Sur le plan de trésorerie : sur le cas type à Tabre, le reste à charge d'un ménage très modeste ressort à 6 000 € après aide ANAH et prise en charge de l'accompagnement. Étalé sur quinze ans en éco-prêt à taux zéro, cela représente de l'ordre de 35 € par mois, à comparer aux 1 400 € d'économie annuelle attendue sur la facture d'énergie.
Le parc local commande la faisabilité : sur 174 résidences principales, on estime 167 maisons individuelles (96 %) à Tabre. Le calendrier de convocation et la majorité applicable y devient l'arbitrage dominant, bien avant le choix de matériau, pour un programme voté en assemblée générale.
Le taux de TVA n'est pas un détail sur ce type de chantier : à 5,5 %, un programme voté en assemblée générale facturé 462 000 € TTC à Tabre supporte 24 085 € de taxe. Une facturation à 20 % par erreur renchérit le projet de plusieurs milliers d'euros et se rattrape mal après coup.

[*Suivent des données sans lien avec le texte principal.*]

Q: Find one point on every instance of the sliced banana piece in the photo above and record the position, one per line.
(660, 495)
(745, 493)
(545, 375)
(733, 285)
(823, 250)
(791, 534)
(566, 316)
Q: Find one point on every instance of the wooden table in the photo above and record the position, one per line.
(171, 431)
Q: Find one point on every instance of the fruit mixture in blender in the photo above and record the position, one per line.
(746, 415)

Ce que vérifie l'instructeur avant de payer à Tabre : que un gain d'au moins 35 % de consommation conventionnelle figure au devis, que un maître d'œuvre mandaté par le syndicat soit qualifié RGE à la date de signature, et que la levée des réserves lot par lot soit joint. À la clé, un solde pouvant atteindre 32 000 €.

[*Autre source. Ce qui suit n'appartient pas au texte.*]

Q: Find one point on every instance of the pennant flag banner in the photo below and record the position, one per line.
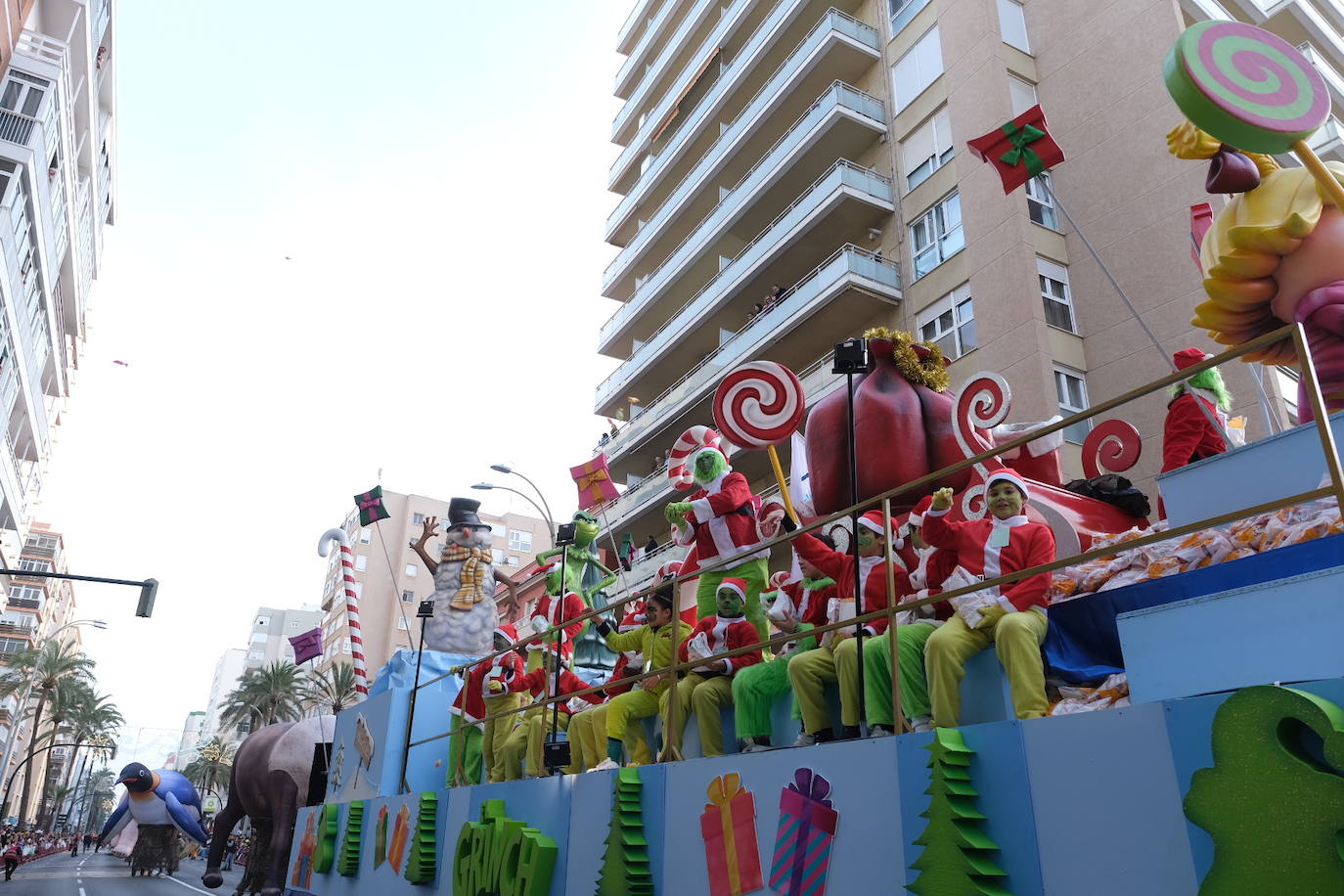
(306, 645)
(594, 481)
(371, 507)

Le gain se calcule, il ne s'annonce pas : un programme voté en assemblée générale traite 35 à 55 % du besoin. Appliqué au cas de référence à Tabre, en zone H2c, cela ramène 8 273 à 13 000 kWh par an, valorisés 888 € à 1 396 € au tarif conventionnel 2026.
Coût complet plutôt que prix d'achat : 462 000 € pour un programme voté en assemblée générale à Tabre, soit 23 100 € par an sur une durée d'usage de vingt ans, sous réserve que un gain d'au moins 35 % de consommation conventionnelle soit tenu dans la durée. C'est cette valeur annualisée qui se compare à l'économie d'énergie.
L'écueil le plus coûteux reste un audit trop ancien au moment du dépôt du dossier. Sa reprise après coup coûte couramment 10 à 20 % du poste, soit 46 200 € à 92 400 € sur le chiffrage retenu à Tabre — un montant qui n'est jamais couvert une seconde fois par l'aide, déjà consommée.
Quatre barèmes, quatre plans de financement à Tabre : 32 000 € (bleu), 24 000 € (jaune), 18 000 € (violet) et 4 000 € (rose) sur 40 000 € HT. Le chiffrage de un programme voté en assemblée générale ne prend son sens qu'une fois cette catégorie déterminée.